Hello,
I am currently in the process of developing angular momentum for my game, and I am implementing torque for the purposes of changing objects' angular momentum.
If I understand torque correctly, it is calculated by the position vector (R) (position the force is applied relative to the object) with the cross product of the force vector (F). The torque is then added to the angular momentum, resulting in the object starting to rotate.
The angular momentum vector determines the direction the object rotates. An angular momentum vector of [0, 1, 0] should then cause an object to rotate to the left (it would spin counter-clockwise).
So, to get an object to spin to the left, one would apply a force of [0, 0, 1] to the position of [1, 0, 0] (e.g. a force going forward applied to the right of the object). Positive X is to the right, and positive Z is going forwards.

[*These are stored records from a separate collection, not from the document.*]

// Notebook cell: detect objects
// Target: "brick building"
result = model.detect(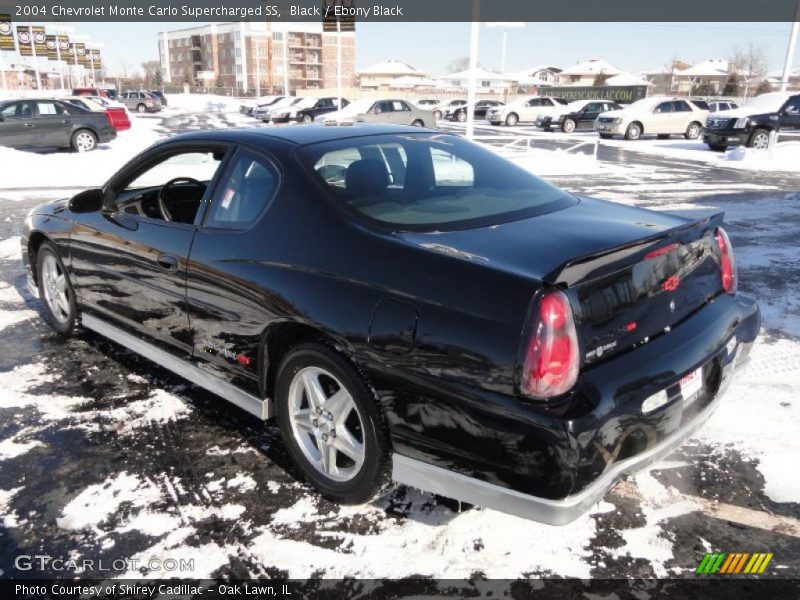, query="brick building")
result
[158,22,355,93]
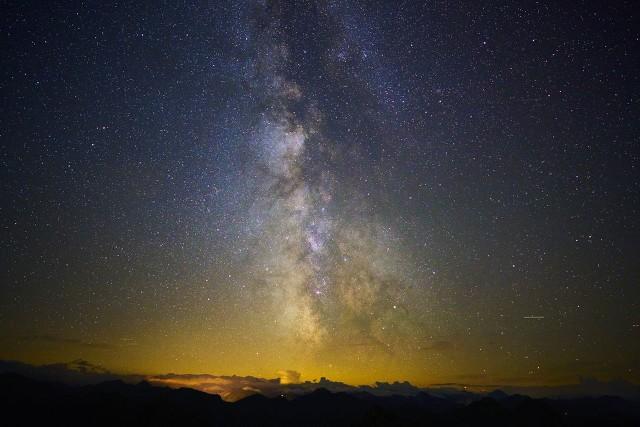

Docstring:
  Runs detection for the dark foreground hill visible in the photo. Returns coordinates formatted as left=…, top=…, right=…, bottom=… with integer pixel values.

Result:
left=0, top=374, right=640, bottom=426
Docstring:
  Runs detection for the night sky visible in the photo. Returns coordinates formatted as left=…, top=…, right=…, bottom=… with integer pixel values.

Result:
left=0, top=1, right=640, bottom=386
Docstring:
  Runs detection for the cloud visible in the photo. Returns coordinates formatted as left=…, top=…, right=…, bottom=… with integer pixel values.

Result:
left=0, top=359, right=145, bottom=385
left=278, top=370, right=300, bottom=384
left=0, top=359, right=640, bottom=402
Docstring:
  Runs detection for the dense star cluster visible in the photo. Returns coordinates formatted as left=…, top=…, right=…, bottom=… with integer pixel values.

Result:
left=0, top=1, right=640, bottom=386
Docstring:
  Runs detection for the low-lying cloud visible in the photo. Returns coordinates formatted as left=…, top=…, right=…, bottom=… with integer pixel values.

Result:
left=0, top=359, right=640, bottom=402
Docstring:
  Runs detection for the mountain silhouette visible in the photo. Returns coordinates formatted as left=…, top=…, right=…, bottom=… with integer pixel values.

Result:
left=0, top=373, right=640, bottom=426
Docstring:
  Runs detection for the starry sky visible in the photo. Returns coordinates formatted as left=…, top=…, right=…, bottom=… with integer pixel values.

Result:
left=0, top=1, right=640, bottom=386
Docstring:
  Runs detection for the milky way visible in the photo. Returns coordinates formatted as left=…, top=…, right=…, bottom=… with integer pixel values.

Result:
left=0, top=1, right=640, bottom=386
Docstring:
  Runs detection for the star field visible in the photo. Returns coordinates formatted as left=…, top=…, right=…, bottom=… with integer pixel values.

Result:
left=0, top=1, right=640, bottom=385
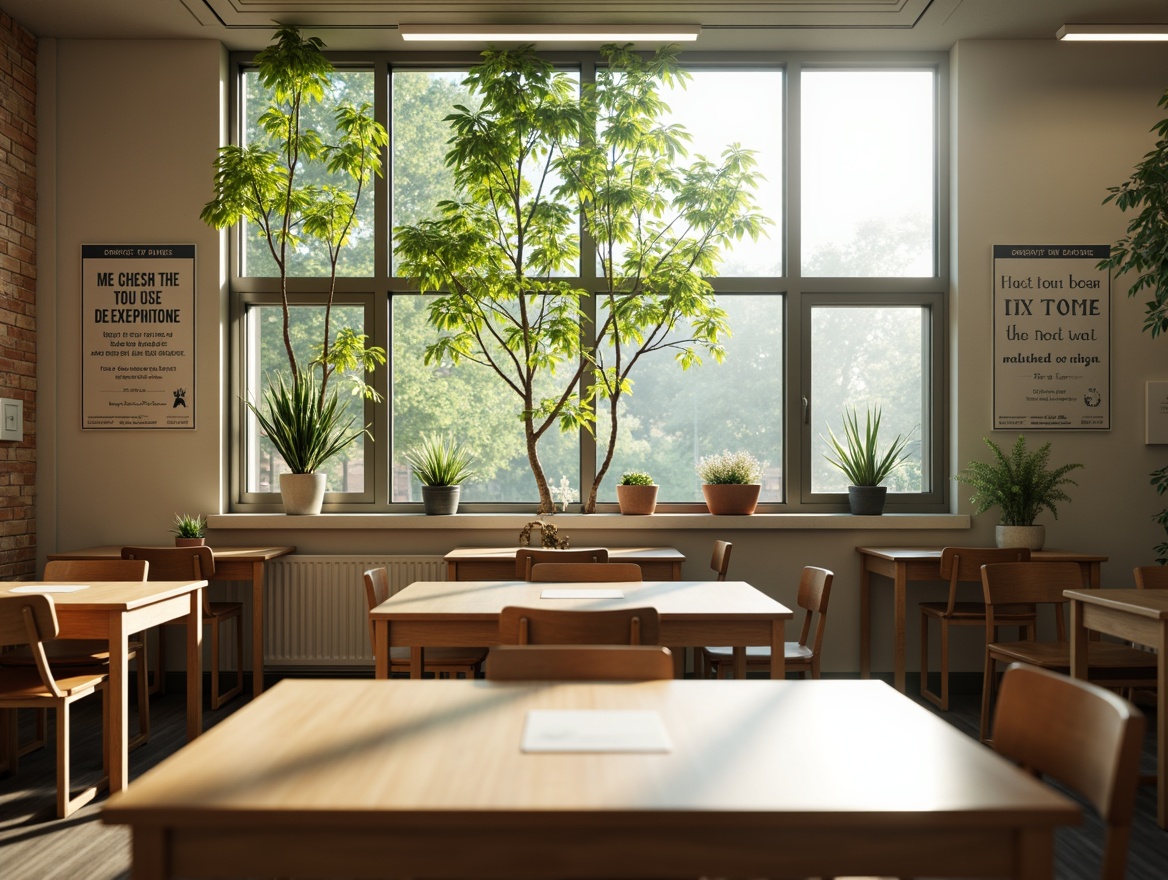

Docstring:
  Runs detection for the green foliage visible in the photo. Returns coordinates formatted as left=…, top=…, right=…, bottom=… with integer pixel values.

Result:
left=697, top=450, right=763, bottom=483
left=953, top=434, right=1083, bottom=526
left=823, top=407, right=909, bottom=486
left=248, top=372, right=368, bottom=473
left=402, top=434, right=475, bottom=486
left=620, top=471, right=653, bottom=486
left=171, top=513, right=207, bottom=538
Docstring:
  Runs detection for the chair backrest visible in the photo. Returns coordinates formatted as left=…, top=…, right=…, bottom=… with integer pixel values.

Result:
left=981, top=562, right=1089, bottom=642
left=515, top=547, right=609, bottom=581
left=795, top=566, right=835, bottom=657
left=1132, top=566, right=1168, bottom=590
left=485, top=645, right=673, bottom=681
left=121, top=546, right=215, bottom=615
left=44, top=559, right=150, bottom=581
left=529, top=562, right=641, bottom=583
left=710, top=541, right=734, bottom=581
left=499, top=605, right=659, bottom=645
left=941, top=547, right=1030, bottom=614
left=993, top=664, right=1145, bottom=880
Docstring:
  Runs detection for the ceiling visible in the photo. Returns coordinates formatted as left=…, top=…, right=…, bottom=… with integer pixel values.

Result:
left=0, top=0, right=1168, bottom=51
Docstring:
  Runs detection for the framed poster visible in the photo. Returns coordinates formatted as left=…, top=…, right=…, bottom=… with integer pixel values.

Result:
left=81, top=244, right=195, bottom=430
left=993, top=244, right=1111, bottom=430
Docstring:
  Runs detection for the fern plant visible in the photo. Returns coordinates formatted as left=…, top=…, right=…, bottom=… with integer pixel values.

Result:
left=953, top=434, right=1083, bottom=526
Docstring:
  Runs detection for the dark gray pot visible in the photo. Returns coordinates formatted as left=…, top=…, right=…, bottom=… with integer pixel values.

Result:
left=848, top=486, right=888, bottom=517
left=422, top=486, right=463, bottom=517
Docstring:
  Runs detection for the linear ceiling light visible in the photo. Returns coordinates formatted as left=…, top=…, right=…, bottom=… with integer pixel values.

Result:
left=1055, top=25, right=1168, bottom=42
left=397, top=25, right=702, bottom=43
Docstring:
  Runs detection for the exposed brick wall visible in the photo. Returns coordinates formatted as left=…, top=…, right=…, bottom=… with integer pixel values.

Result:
left=0, top=12, right=36, bottom=578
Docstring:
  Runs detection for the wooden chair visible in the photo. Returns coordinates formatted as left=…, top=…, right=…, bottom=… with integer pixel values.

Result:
left=0, top=559, right=150, bottom=756
left=528, top=562, right=641, bottom=583
left=499, top=605, right=659, bottom=645
left=920, top=547, right=1034, bottom=712
left=994, top=664, right=1145, bottom=880
left=486, top=645, right=673, bottom=681
left=980, top=562, right=1156, bottom=742
left=515, top=547, right=609, bottom=581
left=0, top=594, right=109, bottom=818
left=121, top=547, right=243, bottom=709
left=364, top=568, right=487, bottom=678
left=701, top=566, right=834, bottom=678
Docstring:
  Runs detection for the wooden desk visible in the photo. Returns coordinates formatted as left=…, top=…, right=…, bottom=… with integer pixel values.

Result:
left=102, top=679, right=1079, bottom=880
left=46, top=545, right=296, bottom=697
left=856, top=547, right=1107, bottom=693
left=0, top=581, right=207, bottom=794
left=369, top=581, right=792, bottom=679
left=1063, top=589, right=1168, bottom=829
left=445, top=547, right=686, bottom=581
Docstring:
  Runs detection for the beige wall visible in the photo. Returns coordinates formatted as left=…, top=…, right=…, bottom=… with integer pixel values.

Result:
left=31, top=41, right=1168, bottom=672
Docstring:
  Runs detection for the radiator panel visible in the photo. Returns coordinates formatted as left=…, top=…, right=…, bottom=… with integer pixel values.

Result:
left=264, top=555, right=446, bottom=668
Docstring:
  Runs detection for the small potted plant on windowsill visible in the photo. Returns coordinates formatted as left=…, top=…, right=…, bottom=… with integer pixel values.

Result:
left=823, top=407, right=909, bottom=517
left=697, top=451, right=763, bottom=515
left=617, top=471, right=658, bottom=517
left=953, top=434, right=1083, bottom=550
left=171, top=513, right=207, bottom=547
left=402, top=434, right=475, bottom=515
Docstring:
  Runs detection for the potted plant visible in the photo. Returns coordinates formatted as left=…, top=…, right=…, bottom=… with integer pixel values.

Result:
left=171, top=513, right=207, bottom=547
left=823, top=407, right=909, bottom=517
left=402, top=434, right=474, bottom=515
left=617, top=471, right=658, bottom=517
left=953, top=434, right=1083, bottom=550
left=697, top=450, right=763, bottom=515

However, when I calculate R x F (e.g. [1, 0, 0] x [0, 0, 1]), I am getting torque result [0, -1, 0], which would cause the object to rotate clockwise instead of counter-clockwise. I figured my cross product calculation was wrong, but even Wolfram Mathematica gives me the same result.
Am I missing something? Even the animations on Wikipedia's explanation of what torque is demonstrates that a force applied to the right of an object causes it to spin to the left (the animation clearly shows the vectors, and the torque vector is going upwards). Not to mention, this is what happens in real life.
Is there something different about the coordinate system being used?